Should the major powers do so, the initiators of “small wars”—guerrilla wars as instruments of political conflict, ethnic conflicts, other civil wars, irredentist border wars—would lose the reinforcement of the wider acceptance of war’s legitimacy. Thus these small wars would also lose legitimacy and their prevalence would decline accordingly.

Failure of the large powerful and potentially powerful nations to follow the paths Forsberg indicates might well lead to a renewal of major-power conflict despite the prospect of costs far outweighing benefits, presumably the consequences of the security dilemma and/or the internal political need for external enemies, though she does not say so explicitly.

The leap from the end of major war to the end of all war is too large.

I believe her core proposition about the risk-reward balance is essentially correct, but I cannot accept the centrality of the policy measures she proposes, or her leap from the end of major war to the end of all war. Forsberg at least sketches the disarmament and arms control measures she sees as necessary to prevent renewals of major-power conflict, but she omits any discussion of their sufficiency.

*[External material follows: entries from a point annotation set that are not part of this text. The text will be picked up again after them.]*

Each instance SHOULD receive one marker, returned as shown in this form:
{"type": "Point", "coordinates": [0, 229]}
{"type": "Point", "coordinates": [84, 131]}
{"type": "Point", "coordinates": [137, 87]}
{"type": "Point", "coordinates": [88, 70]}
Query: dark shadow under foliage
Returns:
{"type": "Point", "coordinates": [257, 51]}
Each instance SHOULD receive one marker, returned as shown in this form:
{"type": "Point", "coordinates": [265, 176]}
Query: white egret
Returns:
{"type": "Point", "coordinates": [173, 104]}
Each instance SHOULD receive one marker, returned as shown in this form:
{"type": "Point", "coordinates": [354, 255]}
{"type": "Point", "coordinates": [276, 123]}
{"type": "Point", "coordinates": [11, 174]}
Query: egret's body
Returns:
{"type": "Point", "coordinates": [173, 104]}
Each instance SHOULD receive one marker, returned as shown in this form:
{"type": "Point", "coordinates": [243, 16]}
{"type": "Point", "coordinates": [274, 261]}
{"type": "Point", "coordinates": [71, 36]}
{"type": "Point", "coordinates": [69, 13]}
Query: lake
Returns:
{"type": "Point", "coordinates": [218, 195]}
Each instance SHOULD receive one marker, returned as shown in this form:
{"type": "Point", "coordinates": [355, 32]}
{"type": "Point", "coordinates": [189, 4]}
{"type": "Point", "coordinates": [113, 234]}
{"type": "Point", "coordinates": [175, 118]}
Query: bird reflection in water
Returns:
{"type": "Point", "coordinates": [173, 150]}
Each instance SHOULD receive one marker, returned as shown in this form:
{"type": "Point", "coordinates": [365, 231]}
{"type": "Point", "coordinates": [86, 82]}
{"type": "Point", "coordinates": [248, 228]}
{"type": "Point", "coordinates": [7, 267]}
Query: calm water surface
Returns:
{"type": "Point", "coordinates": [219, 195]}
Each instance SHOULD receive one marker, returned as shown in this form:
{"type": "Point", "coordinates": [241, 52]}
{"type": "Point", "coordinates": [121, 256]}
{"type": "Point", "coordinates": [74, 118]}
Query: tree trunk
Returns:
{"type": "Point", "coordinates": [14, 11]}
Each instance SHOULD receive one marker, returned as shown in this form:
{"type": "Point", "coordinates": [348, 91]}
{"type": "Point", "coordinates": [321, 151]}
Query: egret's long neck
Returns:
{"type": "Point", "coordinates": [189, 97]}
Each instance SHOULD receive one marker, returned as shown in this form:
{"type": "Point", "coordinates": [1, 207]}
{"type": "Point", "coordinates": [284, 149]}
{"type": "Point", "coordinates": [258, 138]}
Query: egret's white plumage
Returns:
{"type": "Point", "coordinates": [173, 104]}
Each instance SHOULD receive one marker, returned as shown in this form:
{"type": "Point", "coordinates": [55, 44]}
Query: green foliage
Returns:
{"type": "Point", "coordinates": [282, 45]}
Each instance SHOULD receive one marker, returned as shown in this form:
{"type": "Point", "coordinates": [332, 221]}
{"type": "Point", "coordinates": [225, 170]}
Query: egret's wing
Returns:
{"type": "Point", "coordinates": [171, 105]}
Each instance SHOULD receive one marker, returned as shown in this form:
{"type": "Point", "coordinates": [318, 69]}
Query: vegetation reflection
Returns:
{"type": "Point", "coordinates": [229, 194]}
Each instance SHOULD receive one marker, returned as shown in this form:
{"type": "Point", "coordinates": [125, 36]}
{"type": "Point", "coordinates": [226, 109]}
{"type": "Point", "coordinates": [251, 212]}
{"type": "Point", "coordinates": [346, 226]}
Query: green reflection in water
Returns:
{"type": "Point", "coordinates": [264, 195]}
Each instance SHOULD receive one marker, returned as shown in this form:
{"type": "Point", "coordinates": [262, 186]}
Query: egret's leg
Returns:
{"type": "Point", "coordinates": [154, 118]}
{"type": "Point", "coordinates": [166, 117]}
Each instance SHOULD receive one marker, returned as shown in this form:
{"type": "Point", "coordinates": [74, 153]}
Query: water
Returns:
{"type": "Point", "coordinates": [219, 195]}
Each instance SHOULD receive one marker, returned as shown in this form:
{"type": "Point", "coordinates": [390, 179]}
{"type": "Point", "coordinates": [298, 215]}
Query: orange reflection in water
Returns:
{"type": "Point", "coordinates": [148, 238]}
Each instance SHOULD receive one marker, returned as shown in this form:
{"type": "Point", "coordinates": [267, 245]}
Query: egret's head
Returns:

In order to delegitimize war, alternative means for resolving international conflicts must develop to the point where their legitimacy and efficacy is widely recognized, and violent conflict within states must be seen as an appropriate matter of international concern. Only then can common security replace self-help by individual nations and alliances as the fundamental basis for international peace and security. The UN and the regional associations (OAS, etc.) already provide a framework for dealing with international conflict; the scope of “state sovereignty” in protecting actions within state borders has been shrinking over the last several decades, if not longer. But further changes in these institutions are required, and what they should be and how they can be brought about are large subjects that require much discussion. The appropriate development of these institutions is at least as necessary to ensure the continuing absence of major-power war as the arms control and disarmament measures Forsberg points to. And only that development can offer the prospect of ending “small” as well as “large” wars. The direction of causality runs from politics to arms control as well as the reverse, and the heavier weight is in the first direction.

At a minimum, the Security Council requires enlargement to achieve wider legitimacy, and that process raises difficult questions about the veto power of the present permanent members. To achieve greater efficacy may be an even more difficult task. The Security Council must be able to do more in conflict resolution and termination than provide a seal of approval on the decisions of a few major powers, if war is to be truly displaced from its current role in politics, international and domestic. That means a vastly improved peacekeeping department, a better and more reliable financial basis for its operation, and probably a substantial, capable rapid-reaction force plus mobilizable backup forces that can be deployed by Security Council decisions.

This very summary list indicates the magnitude of the political changes needed in the relations of the major powers to the UN and the regional organizations in the United States above all, but in China, Russia, France and Great Britain as well. To bring about such change is the most challenging task that lies before those who seek the end of war.